As is sadly the fate of workhorse distilleries (Dalmunach produces 10 million litres per year), there is little focus on the malt itself. The owner so far has only released three official bottles, all in the rather unassuming Distillery Reserve Collection. These 50 cl bottles are only available at Chivas visitor centre locations, like The Glenlivet or Aberlour. Luckily, my dear friend Noortje from Whiskylifestyle sent me a sample of the Dalmunach that we taste today. I never saw the bottle itself, but on Whiskybase it says it’s the Inaugural Release. If so, they did not make much fuzz about it. I cannot see it mentioned on the bottle.
Since Pernord Ricard, the parent company of Chivas, also owns The Whisky Exchange these days, their release of The Wulver, a 6 years old Dalmunach, can now also be categorized as an official bottling. This bottle I do own, since I have a weak spot for Dalmunach, but here there is also no banter of it being an Inaugural or at least a rare first. I guess, Dalmunach is not granted an official launch bottling. Maybe that is telling for how it is regarded… just one of the ingredients for a blended whisky.
Dalmunach 2014 “Inaugural Release”, bottled at 64,5 % abv
Makeup: Filled into bottle on 5 June 2019, after being distilled on 22 October 2014, this is indeed the first official release of Dalmunach (and not the 59 % abv version from one year later, as mentioned in the Malt Whisky Yearbook). Matured in a first fill barrel number 1301909, resulting in 349 bottles in the 50 cl size. The distilling date is right after the commissioning of the distillery.
General impressions: A typically pear and green apples influenced Speyside nose, which comes out of the glass quite easily at this strength. The glue that binds this whisky together is the obvious vanilla character. Makes for a fruity introduction. Taking a sip, it is not the suicidal experience that you would expect. It appears as a steaming hot apple pie straight out of the oven. Warm apple, with maybe a hint of wood spice posing as clove, and an overabundance of vanilla. All rather straightforward. We try to play with some water, but it is a delicate journey to perfection.

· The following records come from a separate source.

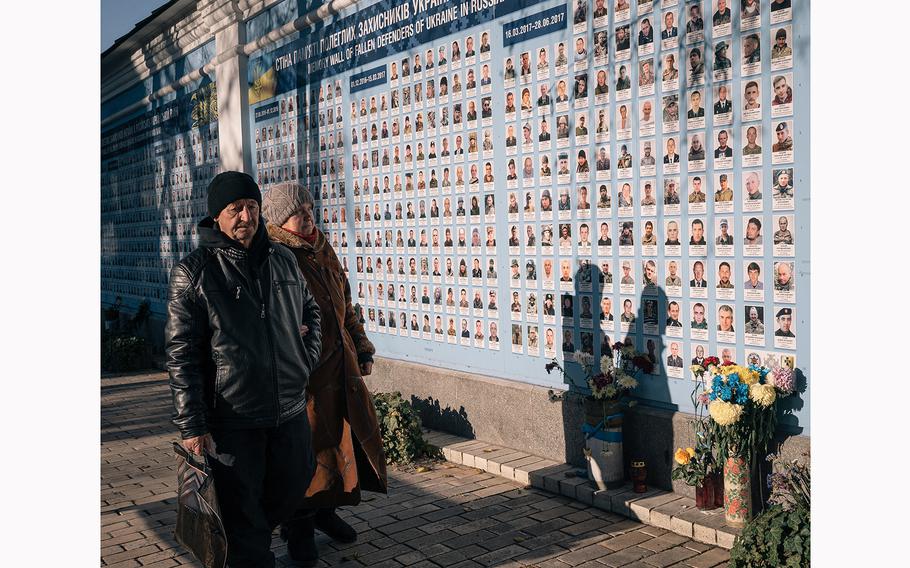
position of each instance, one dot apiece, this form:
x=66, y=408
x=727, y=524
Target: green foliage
x=124, y=353
x=399, y=424
x=776, y=537
x=780, y=535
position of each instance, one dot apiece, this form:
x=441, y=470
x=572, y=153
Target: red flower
x=643, y=362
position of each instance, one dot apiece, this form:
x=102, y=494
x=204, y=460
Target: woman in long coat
x=346, y=437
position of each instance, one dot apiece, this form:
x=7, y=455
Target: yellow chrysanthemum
x=682, y=457
x=726, y=370
x=762, y=395
x=724, y=413
x=748, y=376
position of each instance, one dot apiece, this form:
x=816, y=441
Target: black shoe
x=301, y=539
x=328, y=521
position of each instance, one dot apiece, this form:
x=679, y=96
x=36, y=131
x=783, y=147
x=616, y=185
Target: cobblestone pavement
x=449, y=516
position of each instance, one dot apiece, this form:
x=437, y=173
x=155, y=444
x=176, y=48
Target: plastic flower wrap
x=682, y=456
x=724, y=413
x=762, y=395
x=742, y=404
x=627, y=382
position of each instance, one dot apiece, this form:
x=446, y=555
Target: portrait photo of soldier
x=754, y=320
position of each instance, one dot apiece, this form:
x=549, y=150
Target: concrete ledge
x=656, y=507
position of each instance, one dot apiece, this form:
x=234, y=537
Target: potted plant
x=697, y=468
x=781, y=534
x=742, y=405
x=610, y=385
x=112, y=314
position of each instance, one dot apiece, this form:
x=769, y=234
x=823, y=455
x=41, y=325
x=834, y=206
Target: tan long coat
x=346, y=439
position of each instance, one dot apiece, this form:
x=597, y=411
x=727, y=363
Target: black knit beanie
x=228, y=187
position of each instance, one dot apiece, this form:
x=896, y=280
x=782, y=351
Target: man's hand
x=199, y=443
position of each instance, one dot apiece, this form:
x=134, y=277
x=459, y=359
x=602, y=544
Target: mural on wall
x=508, y=182
x=155, y=168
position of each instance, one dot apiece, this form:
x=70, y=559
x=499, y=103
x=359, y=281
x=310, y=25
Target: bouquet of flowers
x=614, y=378
x=742, y=404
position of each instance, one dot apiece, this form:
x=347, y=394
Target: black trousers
x=265, y=484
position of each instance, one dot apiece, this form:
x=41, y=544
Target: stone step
x=656, y=507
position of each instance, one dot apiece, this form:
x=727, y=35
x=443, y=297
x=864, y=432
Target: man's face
x=650, y=272
x=240, y=220
x=783, y=273
x=749, y=46
x=752, y=230
x=785, y=321
x=725, y=319
x=751, y=93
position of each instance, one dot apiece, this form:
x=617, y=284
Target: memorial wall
x=508, y=182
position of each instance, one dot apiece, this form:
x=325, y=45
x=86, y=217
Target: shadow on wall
x=446, y=419
x=648, y=433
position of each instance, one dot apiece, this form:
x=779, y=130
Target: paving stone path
x=443, y=515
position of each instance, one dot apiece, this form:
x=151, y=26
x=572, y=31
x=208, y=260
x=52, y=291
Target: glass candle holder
x=639, y=473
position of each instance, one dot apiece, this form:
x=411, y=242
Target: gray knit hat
x=283, y=201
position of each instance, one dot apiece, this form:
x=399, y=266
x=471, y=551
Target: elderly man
x=242, y=336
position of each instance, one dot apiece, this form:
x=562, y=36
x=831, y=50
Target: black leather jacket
x=234, y=351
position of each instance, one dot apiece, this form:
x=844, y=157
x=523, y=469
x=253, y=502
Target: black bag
x=199, y=526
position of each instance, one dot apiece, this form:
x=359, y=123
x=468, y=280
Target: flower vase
x=737, y=491
x=705, y=498
x=603, y=444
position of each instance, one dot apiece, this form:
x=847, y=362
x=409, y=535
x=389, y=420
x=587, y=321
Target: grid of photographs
x=518, y=198
x=154, y=174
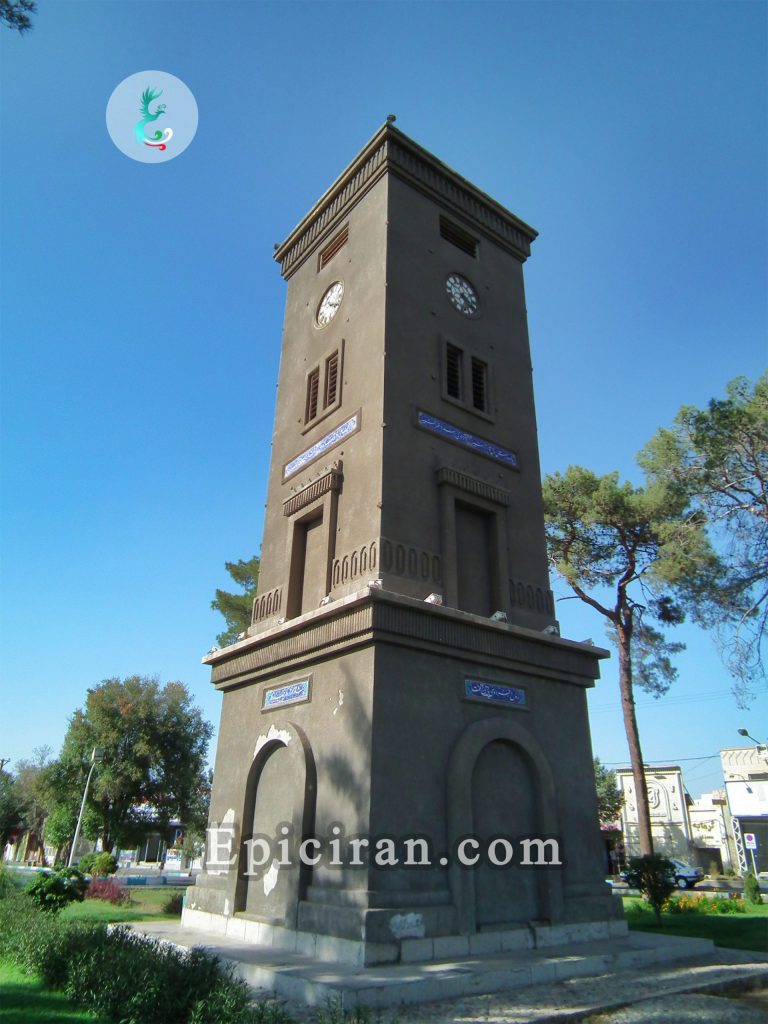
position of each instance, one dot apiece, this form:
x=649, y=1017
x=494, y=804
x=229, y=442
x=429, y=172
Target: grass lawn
x=26, y=1000
x=735, y=931
x=146, y=904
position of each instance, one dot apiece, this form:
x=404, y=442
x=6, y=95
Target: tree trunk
x=633, y=739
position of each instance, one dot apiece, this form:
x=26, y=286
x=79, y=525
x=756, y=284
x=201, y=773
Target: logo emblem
x=164, y=129
x=160, y=138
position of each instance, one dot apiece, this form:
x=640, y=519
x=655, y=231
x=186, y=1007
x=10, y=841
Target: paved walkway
x=708, y=985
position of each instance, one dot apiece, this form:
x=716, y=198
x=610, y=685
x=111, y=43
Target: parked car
x=685, y=877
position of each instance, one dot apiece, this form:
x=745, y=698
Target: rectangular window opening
x=454, y=371
x=332, y=380
x=334, y=247
x=479, y=385
x=458, y=237
x=312, y=388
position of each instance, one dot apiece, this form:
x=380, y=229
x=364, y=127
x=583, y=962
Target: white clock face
x=463, y=296
x=329, y=304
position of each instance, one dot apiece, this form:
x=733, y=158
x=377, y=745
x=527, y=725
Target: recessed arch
x=461, y=821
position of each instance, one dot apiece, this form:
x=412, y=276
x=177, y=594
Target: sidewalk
x=653, y=975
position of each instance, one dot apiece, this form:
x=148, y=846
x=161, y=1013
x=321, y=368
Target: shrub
x=702, y=904
x=52, y=891
x=7, y=886
x=752, y=890
x=104, y=863
x=126, y=977
x=110, y=890
x=85, y=864
x=654, y=877
x=174, y=903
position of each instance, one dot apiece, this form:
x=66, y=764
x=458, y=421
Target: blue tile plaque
x=478, y=689
x=279, y=696
x=323, y=445
x=466, y=439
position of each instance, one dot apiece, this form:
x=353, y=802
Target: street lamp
x=97, y=755
x=743, y=732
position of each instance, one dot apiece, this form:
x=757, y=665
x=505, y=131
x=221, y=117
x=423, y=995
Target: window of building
x=324, y=388
x=479, y=384
x=334, y=247
x=332, y=380
x=454, y=358
x=458, y=237
x=312, y=387
x=466, y=379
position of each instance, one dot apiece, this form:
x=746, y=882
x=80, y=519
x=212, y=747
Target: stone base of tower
x=384, y=721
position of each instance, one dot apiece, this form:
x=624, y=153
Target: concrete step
x=312, y=983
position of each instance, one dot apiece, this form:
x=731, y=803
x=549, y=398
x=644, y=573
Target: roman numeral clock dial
x=329, y=304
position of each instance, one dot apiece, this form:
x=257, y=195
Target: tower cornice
x=391, y=152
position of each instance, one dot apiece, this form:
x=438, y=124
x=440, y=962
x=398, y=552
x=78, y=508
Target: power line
x=702, y=696
x=663, y=761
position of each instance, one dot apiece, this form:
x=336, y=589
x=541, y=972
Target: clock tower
x=402, y=679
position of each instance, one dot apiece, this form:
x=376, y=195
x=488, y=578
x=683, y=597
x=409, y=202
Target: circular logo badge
x=152, y=117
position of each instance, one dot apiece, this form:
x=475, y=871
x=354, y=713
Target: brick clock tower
x=402, y=675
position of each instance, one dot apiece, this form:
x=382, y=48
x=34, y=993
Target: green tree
x=237, y=607
x=15, y=13
x=609, y=798
x=11, y=806
x=154, y=743
x=654, y=877
x=625, y=551
x=719, y=456
x=28, y=779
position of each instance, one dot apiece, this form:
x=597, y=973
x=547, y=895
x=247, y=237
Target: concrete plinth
x=486, y=969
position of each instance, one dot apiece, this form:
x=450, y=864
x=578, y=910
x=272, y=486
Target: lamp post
x=95, y=757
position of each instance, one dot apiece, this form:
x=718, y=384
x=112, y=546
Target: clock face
x=463, y=296
x=329, y=304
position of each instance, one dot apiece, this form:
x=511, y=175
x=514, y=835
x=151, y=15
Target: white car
x=685, y=876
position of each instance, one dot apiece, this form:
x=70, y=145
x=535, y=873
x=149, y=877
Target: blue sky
x=141, y=309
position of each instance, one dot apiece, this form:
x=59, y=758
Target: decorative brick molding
x=410, y=561
x=361, y=561
x=378, y=615
x=527, y=595
x=473, y=485
x=455, y=192
x=267, y=604
x=391, y=151
x=330, y=480
x=327, y=213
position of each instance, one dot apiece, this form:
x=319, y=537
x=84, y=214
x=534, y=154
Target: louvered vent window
x=454, y=371
x=334, y=247
x=479, y=384
x=458, y=237
x=332, y=379
x=312, y=387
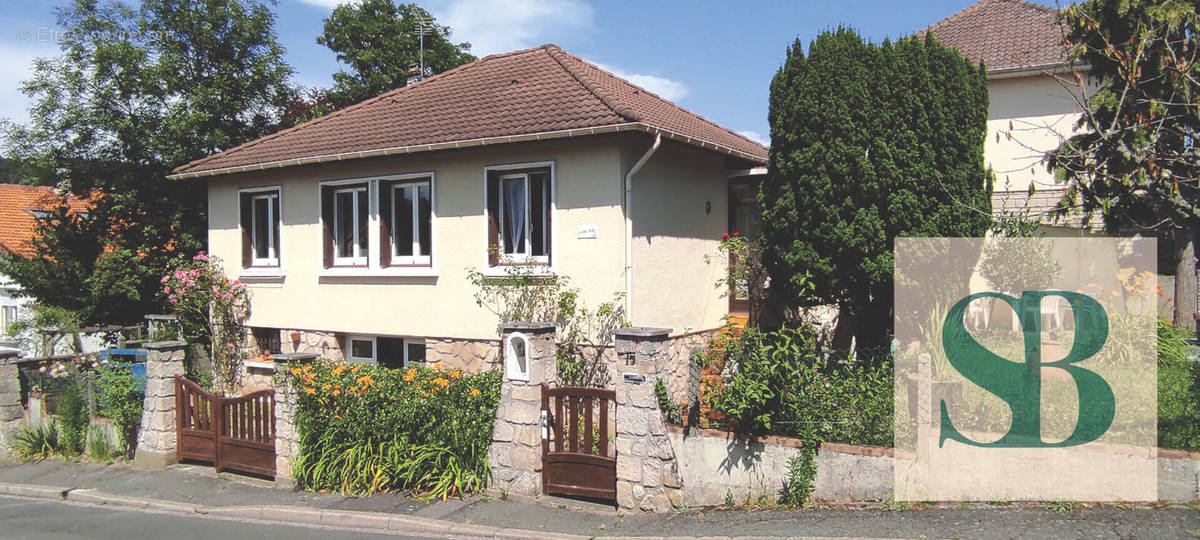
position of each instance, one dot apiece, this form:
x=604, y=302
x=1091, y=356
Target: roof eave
x=1031, y=71
x=472, y=143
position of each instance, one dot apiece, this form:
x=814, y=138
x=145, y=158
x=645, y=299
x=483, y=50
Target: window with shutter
x=259, y=217
x=519, y=214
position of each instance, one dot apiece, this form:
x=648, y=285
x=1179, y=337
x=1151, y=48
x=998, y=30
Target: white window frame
x=354, y=259
x=414, y=259
x=371, y=267
x=349, y=349
x=273, y=252
x=409, y=341
x=498, y=270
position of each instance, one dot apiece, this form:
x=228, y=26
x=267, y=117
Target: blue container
x=136, y=360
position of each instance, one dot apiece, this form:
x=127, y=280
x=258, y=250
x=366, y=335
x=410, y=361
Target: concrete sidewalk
x=191, y=490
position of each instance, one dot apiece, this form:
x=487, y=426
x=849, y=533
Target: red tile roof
x=17, y=221
x=1007, y=35
x=526, y=95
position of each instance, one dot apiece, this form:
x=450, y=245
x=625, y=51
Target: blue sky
x=715, y=58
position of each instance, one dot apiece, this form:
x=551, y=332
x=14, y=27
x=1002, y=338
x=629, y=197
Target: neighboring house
x=355, y=232
x=1033, y=103
x=19, y=208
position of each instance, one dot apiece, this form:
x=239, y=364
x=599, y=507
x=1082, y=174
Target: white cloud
x=756, y=137
x=498, y=27
x=329, y=4
x=17, y=65
x=666, y=89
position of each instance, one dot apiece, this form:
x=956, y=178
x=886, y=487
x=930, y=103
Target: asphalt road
x=30, y=519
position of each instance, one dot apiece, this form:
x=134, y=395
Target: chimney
x=414, y=75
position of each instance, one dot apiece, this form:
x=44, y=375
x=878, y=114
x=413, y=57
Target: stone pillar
x=12, y=411
x=647, y=474
x=287, y=439
x=157, y=436
x=515, y=453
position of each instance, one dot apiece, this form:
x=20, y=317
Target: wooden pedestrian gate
x=575, y=451
x=233, y=433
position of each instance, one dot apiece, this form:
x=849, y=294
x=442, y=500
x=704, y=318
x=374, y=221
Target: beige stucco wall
x=673, y=287
x=1026, y=118
x=673, y=283
x=587, y=192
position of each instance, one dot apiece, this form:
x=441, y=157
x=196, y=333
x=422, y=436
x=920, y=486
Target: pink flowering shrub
x=211, y=310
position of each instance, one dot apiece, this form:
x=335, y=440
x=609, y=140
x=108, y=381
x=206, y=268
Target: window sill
x=393, y=271
x=262, y=275
x=538, y=270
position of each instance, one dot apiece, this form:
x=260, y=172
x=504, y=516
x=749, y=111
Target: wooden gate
x=575, y=456
x=233, y=433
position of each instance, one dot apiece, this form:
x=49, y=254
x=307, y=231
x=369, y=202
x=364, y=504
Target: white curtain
x=514, y=199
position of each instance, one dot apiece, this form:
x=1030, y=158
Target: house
x=357, y=232
x=19, y=208
x=1033, y=105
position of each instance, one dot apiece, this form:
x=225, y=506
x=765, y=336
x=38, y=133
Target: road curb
x=41, y=492
x=287, y=515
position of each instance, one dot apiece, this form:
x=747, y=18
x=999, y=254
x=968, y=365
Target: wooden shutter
x=327, y=217
x=493, y=213
x=385, y=193
x=246, y=217
x=547, y=196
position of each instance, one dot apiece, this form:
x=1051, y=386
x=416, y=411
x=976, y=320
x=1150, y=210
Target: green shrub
x=120, y=397
x=671, y=411
x=37, y=443
x=779, y=383
x=1179, y=391
x=802, y=472
x=73, y=414
x=100, y=448
x=367, y=429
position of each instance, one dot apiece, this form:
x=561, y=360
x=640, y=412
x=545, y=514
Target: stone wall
x=11, y=409
x=324, y=345
x=469, y=355
x=287, y=439
x=715, y=463
x=679, y=372
x=647, y=474
x=515, y=453
x=156, y=436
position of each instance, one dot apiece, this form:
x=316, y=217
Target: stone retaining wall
x=156, y=436
x=647, y=473
x=515, y=453
x=715, y=463
x=12, y=412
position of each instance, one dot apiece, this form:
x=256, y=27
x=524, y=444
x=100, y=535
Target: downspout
x=629, y=225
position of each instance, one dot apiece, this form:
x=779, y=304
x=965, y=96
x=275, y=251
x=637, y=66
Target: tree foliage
x=381, y=41
x=136, y=93
x=869, y=143
x=1133, y=161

Some yellow fruits emerge, but also a nice grassy character. The malt component shines bright. I have tasted similar styles from sister- and brother workhorses like Glentauchers, Miltonduff and Glenburgie.
Conclusion: A typical Speyside blend component that shines perfectly fine on its own too. Dalmunach stands up nice to exotic wood treatment, which I have tased with some independent bottlers. This naked version gives us the distillery character. It is bright, strong, fruity and pleasant.